Edward and a friend eventually arrived, and we were immediately surprised at how young he looked. Only 27, Edward later told us how he and a group of friends had formed the Volunteer Corps to assist less privileged countrymen in Ghana. For guys still in their 20s, we found this to be incredible, as their attitude is that they are so fortunate to live in a city, to have jobs and to have amenities, that it is their duty and pleasure to give to the less fortunate. We were so happy to realize that they were exactly as we hoped they would be and nothing like the huge NGO’s /International volunteer org that have become such a joke in Africa. Here are a group of young guys that took the initiative, got organized and started working.
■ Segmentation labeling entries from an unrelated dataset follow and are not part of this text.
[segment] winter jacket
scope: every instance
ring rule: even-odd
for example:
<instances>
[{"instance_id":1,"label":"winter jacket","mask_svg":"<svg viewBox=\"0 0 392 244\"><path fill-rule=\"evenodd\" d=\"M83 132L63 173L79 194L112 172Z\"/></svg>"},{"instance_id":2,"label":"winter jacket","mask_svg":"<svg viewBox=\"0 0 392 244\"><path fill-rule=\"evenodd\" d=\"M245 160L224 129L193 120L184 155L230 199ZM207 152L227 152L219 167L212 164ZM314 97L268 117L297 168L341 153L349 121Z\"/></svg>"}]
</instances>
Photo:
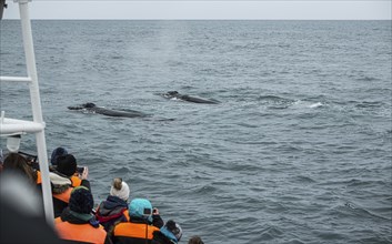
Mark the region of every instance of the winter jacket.
<instances>
[{"instance_id":1,"label":"winter jacket","mask_svg":"<svg viewBox=\"0 0 392 244\"><path fill-rule=\"evenodd\" d=\"M118 196L109 195L98 206L96 217L104 230L110 232L114 224L129 221L128 203Z\"/></svg>"},{"instance_id":2,"label":"winter jacket","mask_svg":"<svg viewBox=\"0 0 392 244\"><path fill-rule=\"evenodd\" d=\"M72 243L112 244L103 226L93 215L88 221L81 220L67 207L61 216L56 218L54 225L59 236Z\"/></svg>"}]
</instances>

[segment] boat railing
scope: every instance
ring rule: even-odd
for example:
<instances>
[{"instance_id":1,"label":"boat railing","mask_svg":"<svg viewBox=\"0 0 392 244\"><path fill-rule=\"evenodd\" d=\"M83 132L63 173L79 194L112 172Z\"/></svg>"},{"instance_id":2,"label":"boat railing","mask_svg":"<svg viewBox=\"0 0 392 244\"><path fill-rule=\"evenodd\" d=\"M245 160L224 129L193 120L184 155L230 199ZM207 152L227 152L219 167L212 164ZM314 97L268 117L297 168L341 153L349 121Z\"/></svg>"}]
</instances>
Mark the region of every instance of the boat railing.
<instances>
[{"instance_id":1,"label":"boat railing","mask_svg":"<svg viewBox=\"0 0 392 244\"><path fill-rule=\"evenodd\" d=\"M3 1L2 1L3 2ZM32 109L32 121L6 118L6 112L1 111L0 134L1 136L13 136L26 133L36 134L37 154L42 177L42 197L46 218L49 224L53 224L52 193L49 181L49 164L47 155L47 144L44 138L46 123L42 119L40 91L38 84L34 48L31 32L31 20L29 16L29 2L31 0L13 0L19 4L19 13L22 29L23 49L26 55L27 77L0 77L1 82L23 82L29 85L30 101ZM3 6L0 6L3 8ZM1 61L3 62L3 60Z\"/></svg>"}]
</instances>

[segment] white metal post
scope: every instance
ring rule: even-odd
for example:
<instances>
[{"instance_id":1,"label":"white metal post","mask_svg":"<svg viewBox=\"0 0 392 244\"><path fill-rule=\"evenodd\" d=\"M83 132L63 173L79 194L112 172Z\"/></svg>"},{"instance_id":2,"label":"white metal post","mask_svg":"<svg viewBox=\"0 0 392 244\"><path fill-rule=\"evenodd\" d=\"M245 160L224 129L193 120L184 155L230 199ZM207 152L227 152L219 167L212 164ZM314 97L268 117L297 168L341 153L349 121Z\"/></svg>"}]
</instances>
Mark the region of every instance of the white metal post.
<instances>
[{"instance_id":1,"label":"white metal post","mask_svg":"<svg viewBox=\"0 0 392 244\"><path fill-rule=\"evenodd\" d=\"M36 57L33 51L34 49L33 49L32 33L31 33L31 21L29 16L29 6L28 6L29 0L16 0L16 1L19 2L27 72L28 72L28 77L31 79L31 82L29 83L29 85L30 85L30 98L31 98L33 122L41 123L44 128L44 122L43 122L42 112L41 112L41 100L40 100L40 92L39 92L39 85L38 85ZM36 143L37 143L37 153L38 153L41 177L42 177L43 207L46 212L47 222L53 225L54 223L53 202L52 202L52 193L51 193L50 181L49 181L49 166L48 166L44 129L36 133Z\"/></svg>"}]
</instances>

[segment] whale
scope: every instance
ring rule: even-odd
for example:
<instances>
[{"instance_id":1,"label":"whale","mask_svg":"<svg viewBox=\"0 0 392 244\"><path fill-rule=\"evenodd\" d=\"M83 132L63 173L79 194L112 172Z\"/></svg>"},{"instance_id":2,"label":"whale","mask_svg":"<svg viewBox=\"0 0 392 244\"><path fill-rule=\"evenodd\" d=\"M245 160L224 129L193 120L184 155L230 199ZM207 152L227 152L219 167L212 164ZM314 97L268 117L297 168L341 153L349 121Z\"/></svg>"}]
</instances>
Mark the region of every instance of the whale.
<instances>
[{"instance_id":1,"label":"whale","mask_svg":"<svg viewBox=\"0 0 392 244\"><path fill-rule=\"evenodd\" d=\"M208 103L208 104L220 103L219 101L217 101L214 99L202 99L202 98L197 98L197 96L192 96L192 95L180 94L178 91L169 91L169 92L162 93L161 95L165 99L179 99L182 101L193 102L193 103Z\"/></svg>"},{"instance_id":2,"label":"whale","mask_svg":"<svg viewBox=\"0 0 392 244\"><path fill-rule=\"evenodd\" d=\"M68 106L69 110L81 110L81 111L88 111L91 113L99 113L103 114L107 116L123 116L123 118L137 118L137 116L148 116L147 113L139 112L135 110L111 110L111 109L105 109L103 106L97 106L92 102L83 103L81 105L77 106Z\"/></svg>"}]
</instances>

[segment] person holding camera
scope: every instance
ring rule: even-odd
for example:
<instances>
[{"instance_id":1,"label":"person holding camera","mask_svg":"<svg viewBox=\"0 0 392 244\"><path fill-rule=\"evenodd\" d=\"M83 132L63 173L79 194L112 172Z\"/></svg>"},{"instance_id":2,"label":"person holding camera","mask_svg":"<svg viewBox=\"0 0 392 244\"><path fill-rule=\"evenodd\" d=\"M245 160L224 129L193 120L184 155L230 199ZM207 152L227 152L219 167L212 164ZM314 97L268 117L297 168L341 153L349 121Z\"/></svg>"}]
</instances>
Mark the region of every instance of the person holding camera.
<instances>
[{"instance_id":1,"label":"person holding camera","mask_svg":"<svg viewBox=\"0 0 392 244\"><path fill-rule=\"evenodd\" d=\"M117 244L151 243L152 233L163 226L158 209L145 199L134 199L128 206L129 222L114 225L112 241Z\"/></svg>"},{"instance_id":2,"label":"person holding camera","mask_svg":"<svg viewBox=\"0 0 392 244\"><path fill-rule=\"evenodd\" d=\"M128 222L128 199L130 189L121 177L113 180L110 195L102 201L96 211L96 217L107 232L111 232L115 223Z\"/></svg>"},{"instance_id":3,"label":"person holding camera","mask_svg":"<svg viewBox=\"0 0 392 244\"><path fill-rule=\"evenodd\" d=\"M111 244L103 226L91 213L94 205L89 189L78 186L72 190L69 206L60 217L54 220L54 226L60 238L72 243Z\"/></svg>"},{"instance_id":4,"label":"person holding camera","mask_svg":"<svg viewBox=\"0 0 392 244\"><path fill-rule=\"evenodd\" d=\"M58 157L56 171L49 173L52 186L54 217L60 216L62 211L68 206L73 187L86 186L91 191L88 180L88 167L84 167L83 172L80 174L80 182L74 184L72 177L74 177L77 172L77 160L72 154L67 154Z\"/></svg>"},{"instance_id":5,"label":"person holding camera","mask_svg":"<svg viewBox=\"0 0 392 244\"><path fill-rule=\"evenodd\" d=\"M168 221L160 231L152 233L151 244L177 244L182 236L181 226L174 221Z\"/></svg>"}]
</instances>

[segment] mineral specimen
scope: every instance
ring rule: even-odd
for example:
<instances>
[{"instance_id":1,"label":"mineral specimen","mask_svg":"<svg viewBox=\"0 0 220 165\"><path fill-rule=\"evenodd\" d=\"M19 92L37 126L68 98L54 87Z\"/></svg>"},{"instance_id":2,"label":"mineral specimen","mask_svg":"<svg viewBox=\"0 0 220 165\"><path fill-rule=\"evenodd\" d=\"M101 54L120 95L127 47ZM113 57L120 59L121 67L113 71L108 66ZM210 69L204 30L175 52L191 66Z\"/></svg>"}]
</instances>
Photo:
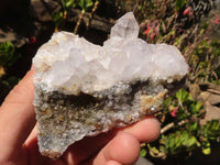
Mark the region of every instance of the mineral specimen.
<instances>
[{"instance_id":1,"label":"mineral specimen","mask_svg":"<svg viewBox=\"0 0 220 165\"><path fill-rule=\"evenodd\" d=\"M55 33L33 58L37 140L56 158L76 141L125 127L161 109L167 85L188 69L172 45L139 38L132 12L119 19L103 46Z\"/></svg>"}]
</instances>

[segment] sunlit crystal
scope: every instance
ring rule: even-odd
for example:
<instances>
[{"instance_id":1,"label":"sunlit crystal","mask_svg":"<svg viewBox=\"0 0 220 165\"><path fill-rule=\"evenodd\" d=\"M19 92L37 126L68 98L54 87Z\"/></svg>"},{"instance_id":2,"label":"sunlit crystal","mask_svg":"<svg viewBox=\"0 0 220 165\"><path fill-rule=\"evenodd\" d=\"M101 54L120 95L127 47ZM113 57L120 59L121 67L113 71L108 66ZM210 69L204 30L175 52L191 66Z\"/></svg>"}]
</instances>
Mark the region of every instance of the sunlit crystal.
<instances>
[{"instance_id":1,"label":"sunlit crystal","mask_svg":"<svg viewBox=\"0 0 220 165\"><path fill-rule=\"evenodd\" d=\"M37 51L34 106L42 154L58 157L85 136L161 109L166 85L180 80L188 65L175 46L147 44L138 35L129 12L103 46L58 32Z\"/></svg>"}]
</instances>

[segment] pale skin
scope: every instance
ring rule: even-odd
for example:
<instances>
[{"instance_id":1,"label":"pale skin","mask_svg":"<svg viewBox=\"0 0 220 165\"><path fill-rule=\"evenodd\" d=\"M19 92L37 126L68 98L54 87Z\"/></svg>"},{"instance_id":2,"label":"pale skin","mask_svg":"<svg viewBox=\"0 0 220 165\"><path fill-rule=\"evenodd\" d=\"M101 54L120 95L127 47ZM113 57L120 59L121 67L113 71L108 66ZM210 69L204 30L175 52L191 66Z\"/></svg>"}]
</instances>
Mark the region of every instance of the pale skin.
<instances>
[{"instance_id":1,"label":"pale skin","mask_svg":"<svg viewBox=\"0 0 220 165\"><path fill-rule=\"evenodd\" d=\"M154 141L160 135L160 122L148 116L125 129L86 138L55 161L42 156L32 105L33 75L33 69L28 72L0 107L1 165L129 165L139 158L140 143Z\"/></svg>"}]
</instances>

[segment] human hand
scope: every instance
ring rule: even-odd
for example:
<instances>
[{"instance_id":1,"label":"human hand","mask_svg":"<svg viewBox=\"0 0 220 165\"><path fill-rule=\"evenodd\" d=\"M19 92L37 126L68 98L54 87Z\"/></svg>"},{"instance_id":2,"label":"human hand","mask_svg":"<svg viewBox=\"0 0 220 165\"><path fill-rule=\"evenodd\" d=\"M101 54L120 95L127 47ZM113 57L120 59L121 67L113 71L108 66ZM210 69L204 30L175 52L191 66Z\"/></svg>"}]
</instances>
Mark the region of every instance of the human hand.
<instances>
[{"instance_id":1,"label":"human hand","mask_svg":"<svg viewBox=\"0 0 220 165\"><path fill-rule=\"evenodd\" d=\"M154 117L120 130L85 138L76 142L55 161L38 152L33 102L33 75L30 70L0 107L1 165L123 165L139 158L140 143L160 135L160 122Z\"/></svg>"}]
</instances>

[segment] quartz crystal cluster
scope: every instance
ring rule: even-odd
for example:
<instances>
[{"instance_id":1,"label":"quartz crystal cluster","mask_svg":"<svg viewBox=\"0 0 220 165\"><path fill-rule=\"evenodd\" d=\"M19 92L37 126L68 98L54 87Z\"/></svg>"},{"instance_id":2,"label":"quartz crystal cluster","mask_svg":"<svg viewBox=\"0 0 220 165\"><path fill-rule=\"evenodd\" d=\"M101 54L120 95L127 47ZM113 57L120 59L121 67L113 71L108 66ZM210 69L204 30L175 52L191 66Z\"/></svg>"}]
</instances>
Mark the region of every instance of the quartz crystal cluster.
<instances>
[{"instance_id":1,"label":"quartz crystal cluster","mask_svg":"<svg viewBox=\"0 0 220 165\"><path fill-rule=\"evenodd\" d=\"M188 65L175 46L147 44L139 30L129 12L103 46L58 32L37 51L34 107L43 155L56 158L85 136L161 109L167 85L179 81Z\"/></svg>"}]
</instances>

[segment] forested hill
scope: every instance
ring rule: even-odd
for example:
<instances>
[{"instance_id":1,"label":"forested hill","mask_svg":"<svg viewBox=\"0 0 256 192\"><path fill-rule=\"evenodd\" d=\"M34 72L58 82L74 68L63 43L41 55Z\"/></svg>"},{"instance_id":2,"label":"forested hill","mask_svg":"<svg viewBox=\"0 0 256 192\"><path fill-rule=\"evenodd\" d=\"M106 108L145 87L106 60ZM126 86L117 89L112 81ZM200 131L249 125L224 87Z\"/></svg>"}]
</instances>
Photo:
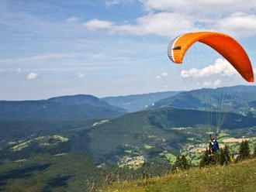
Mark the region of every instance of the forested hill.
<instances>
[{"instance_id":1,"label":"forested hill","mask_svg":"<svg viewBox=\"0 0 256 192\"><path fill-rule=\"evenodd\" d=\"M128 112L134 112L146 109L154 102L174 96L180 91L165 91L142 94L133 94L126 96L106 97L101 100L109 105L125 108Z\"/></svg>"},{"instance_id":2,"label":"forested hill","mask_svg":"<svg viewBox=\"0 0 256 192\"><path fill-rule=\"evenodd\" d=\"M97 191L183 192L247 191L256 189L256 158L229 166L193 168L178 173L133 182L116 182Z\"/></svg>"},{"instance_id":3,"label":"forested hill","mask_svg":"<svg viewBox=\"0 0 256 192\"><path fill-rule=\"evenodd\" d=\"M116 117L123 110L92 95L74 95L40 101L0 101L0 121L76 121Z\"/></svg>"},{"instance_id":4,"label":"forested hill","mask_svg":"<svg viewBox=\"0 0 256 192\"><path fill-rule=\"evenodd\" d=\"M156 101L152 108L172 107L202 111L233 111L244 115L255 113L256 86L234 86L184 91ZM256 114L256 113L255 113Z\"/></svg>"},{"instance_id":5,"label":"forested hill","mask_svg":"<svg viewBox=\"0 0 256 192\"><path fill-rule=\"evenodd\" d=\"M124 115L95 125L88 132L90 142L87 146L100 162L109 159L115 161L127 156L126 151L130 151L130 156L141 154L150 159L166 150L179 154L187 138L203 142L203 138L208 137L204 129L210 126L233 129L255 125L255 118L235 113L209 114L163 108ZM179 128L182 131L178 130ZM147 149L145 145L152 147Z\"/></svg>"}]
</instances>

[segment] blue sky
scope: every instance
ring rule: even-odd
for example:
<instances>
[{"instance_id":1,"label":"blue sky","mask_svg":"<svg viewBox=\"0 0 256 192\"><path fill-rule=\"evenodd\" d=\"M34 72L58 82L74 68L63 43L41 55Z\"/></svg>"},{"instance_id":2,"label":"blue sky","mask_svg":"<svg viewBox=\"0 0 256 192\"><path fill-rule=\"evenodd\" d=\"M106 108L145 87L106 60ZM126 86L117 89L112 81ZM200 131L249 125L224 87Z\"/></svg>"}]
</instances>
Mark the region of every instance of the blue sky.
<instances>
[{"instance_id":1,"label":"blue sky","mask_svg":"<svg viewBox=\"0 0 256 192\"><path fill-rule=\"evenodd\" d=\"M200 43L182 65L168 59L176 36L218 31L256 67L256 2L192 2L0 0L0 99L255 85Z\"/></svg>"}]
</instances>

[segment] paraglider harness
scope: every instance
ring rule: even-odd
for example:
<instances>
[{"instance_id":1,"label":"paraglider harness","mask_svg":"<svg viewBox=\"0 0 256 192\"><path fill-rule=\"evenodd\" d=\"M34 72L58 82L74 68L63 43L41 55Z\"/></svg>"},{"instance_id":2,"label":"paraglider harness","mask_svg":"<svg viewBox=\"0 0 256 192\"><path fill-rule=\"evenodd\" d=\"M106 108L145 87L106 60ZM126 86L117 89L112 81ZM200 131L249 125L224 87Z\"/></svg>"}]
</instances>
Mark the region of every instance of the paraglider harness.
<instances>
[{"instance_id":1,"label":"paraglider harness","mask_svg":"<svg viewBox=\"0 0 256 192\"><path fill-rule=\"evenodd\" d=\"M209 145L209 154L213 155L214 152L219 150L219 143L213 137L210 137L210 142Z\"/></svg>"}]
</instances>

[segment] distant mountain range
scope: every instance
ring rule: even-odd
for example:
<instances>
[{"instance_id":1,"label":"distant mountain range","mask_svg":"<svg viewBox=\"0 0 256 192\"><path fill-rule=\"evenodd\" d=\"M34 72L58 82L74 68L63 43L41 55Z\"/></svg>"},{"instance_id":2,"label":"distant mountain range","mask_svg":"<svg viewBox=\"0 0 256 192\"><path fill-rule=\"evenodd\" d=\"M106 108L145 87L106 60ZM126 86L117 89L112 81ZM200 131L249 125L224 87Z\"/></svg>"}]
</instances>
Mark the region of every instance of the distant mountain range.
<instances>
[{"instance_id":1,"label":"distant mountain range","mask_svg":"<svg viewBox=\"0 0 256 192\"><path fill-rule=\"evenodd\" d=\"M207 138L206 129L232 130L255 125L256 118L235 113L213 112L209 117L206 111L162 108L124 115L92 126L86 146L98 160L118 159L126 151L150 158L154 153L165 150L178 154L187 138L196 137L198 141Z\"/></svg>"},{"instance_id":2,"label":"distant mountain range","mask_svg":"<svg viewBox=\"0 0 256 192\"><path fill-rule=\"evenodd\" d=\"M0 101L0 121L84 121L113 118L123 112L123 109L85 94L40 101Z\"/></svg>"},{"instance_id":3,"label":"distant mountain range","mask_svg":"<svg viewBox=\"0 0 256 192\"><path fill-rule=\"evenodd\" d=\"M213 111L233 111L246 115L256 101L256 86L234 86L183 91L156 101L150 108L172 107Z\"/></svg>"},{"instance_id":4,"label":"distant mountain range","mask_svg":"<svg viewBox=\"0 0 256 192\"><path fill-rule=\"evenodd\" d=\"M132 94L126 96L107 97L101 98L111 105L124 108L127 112L135 112L145 110L154 105L154 102L167 98L181 91L165 91L142 94Z\"/></svg>"}]
</instances>

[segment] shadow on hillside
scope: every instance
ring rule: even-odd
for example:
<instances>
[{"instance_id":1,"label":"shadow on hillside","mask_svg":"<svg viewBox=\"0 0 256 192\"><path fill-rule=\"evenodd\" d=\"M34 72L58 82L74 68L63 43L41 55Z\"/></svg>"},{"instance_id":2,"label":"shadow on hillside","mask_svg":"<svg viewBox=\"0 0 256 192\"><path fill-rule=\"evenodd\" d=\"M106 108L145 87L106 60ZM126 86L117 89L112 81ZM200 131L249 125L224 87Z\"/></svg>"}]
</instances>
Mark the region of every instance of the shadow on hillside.
<instances>
[{"instance_id":1,"label":"shadow on hillside","mask_svg":"<svg viewBox=\"0 0 256 192\"><path fill-rule=\"evenodd\" d=\"M47 182L47 186L43 188L43 192L50 192L52 188L56 187L67 187L67 180L72 177L72 176L67 175L60 177L55 177Z\"/></svg>"},{"instance_id":2,"label":"shadow on hillside","mask_svg":"<svg viewBox=\"0 0 256 192\"><path fill-rule=\"evenodd\" d=\"M27 178L32 176L33 172L42 171L47 169L51 163L47 163L43 165L32 166L22 169L16 169L9 171L6 174L0 175L0 191L3 191L2 187L4 187L8 180L10 179L19 179L19 178Z\"/></svg>"}]
</instances>

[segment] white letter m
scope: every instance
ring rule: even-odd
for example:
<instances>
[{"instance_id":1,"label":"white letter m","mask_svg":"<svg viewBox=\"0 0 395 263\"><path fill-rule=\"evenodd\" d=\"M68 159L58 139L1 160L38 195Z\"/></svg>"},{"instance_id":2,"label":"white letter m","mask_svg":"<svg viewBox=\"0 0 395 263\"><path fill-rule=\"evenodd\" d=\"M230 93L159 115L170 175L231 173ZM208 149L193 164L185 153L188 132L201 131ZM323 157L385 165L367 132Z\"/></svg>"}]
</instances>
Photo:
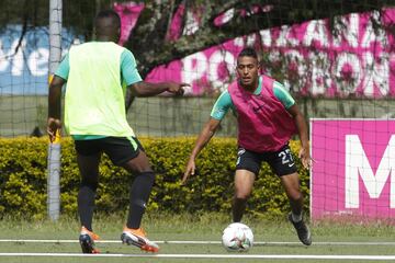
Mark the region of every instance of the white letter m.
<instances>
[{"instance_id":1,"label":"white letter m","mask_svg":"<svg viewBox=\"0 0 395 263\"><path fill-rule=\"evenodd\" d=\"M358 135L346 135L346 208L359 208L359 175L371 198L379 198L391 174L390 207L395 208L395 136L391 136L375 174Z\"/></svg>"}]
</instances>

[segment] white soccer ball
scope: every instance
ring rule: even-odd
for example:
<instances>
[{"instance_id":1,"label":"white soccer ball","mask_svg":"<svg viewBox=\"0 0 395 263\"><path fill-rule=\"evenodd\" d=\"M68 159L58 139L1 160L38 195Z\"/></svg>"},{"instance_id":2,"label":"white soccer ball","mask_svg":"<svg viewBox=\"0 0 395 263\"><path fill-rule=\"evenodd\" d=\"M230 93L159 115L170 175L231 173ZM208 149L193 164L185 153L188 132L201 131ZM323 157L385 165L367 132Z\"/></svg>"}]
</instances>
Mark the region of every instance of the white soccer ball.
<instances>
[{"instance_id":1,"label":"white soccer ball","mask_svg":"<svg viewBox=\"0 0 395 263\"><path fill-rule=\"evenodd\" d=\"M233 222L224 229L222 242L227 251L246 252L253 244L252 230L241 222Z\"/></svg>"}]
</instances>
They need all the support they can get and we will make sure that all the details are on our website for all to see and support.

 

 Brown and his sister preparing Fu Fu

Edward took us to meet “Brown”, a fellow director of the Volunteer Corps, and our host for the few days we would be in Accra before we left for the village where we would be doing volunteer work for the next 3 weeks. Brown put us up in his house just outside Accra, making us feel at home. That night we went out with Edward and his friends, who have given themselves the nickname “The Star Boys”, we assume named after the local beer, “Star”. We had an enjoyable night   debating many topics, including the merits of various international Football stars, world politics, the aims and achievements of the Volunteer Corps, and the merits and demerits of chicken versus guinea fowl as a meal!! We were informed that they even have white guinea fowl and rejected Annaliese’s comment that they might be albino! We were treated to all types of meat whilst the beer flowed one more peppery and spiced with chilli than the next……..A will have a difficult 3 weeks food wise, that is for sure.

 

Edward advised us we would only be leaving Accra on Monday, and that he had arranged a mechanic to see to Stan only once we returned to Accra . So we decided use the time and see if we could get our Burkina Faso visas, which we managed with surprising ease, and then to head to the beach for the weekend. Acting on the advices of many travelers, we headed for a beach resort called Krokobite (pronounced “Croco beeter)  just 30km west of Accra.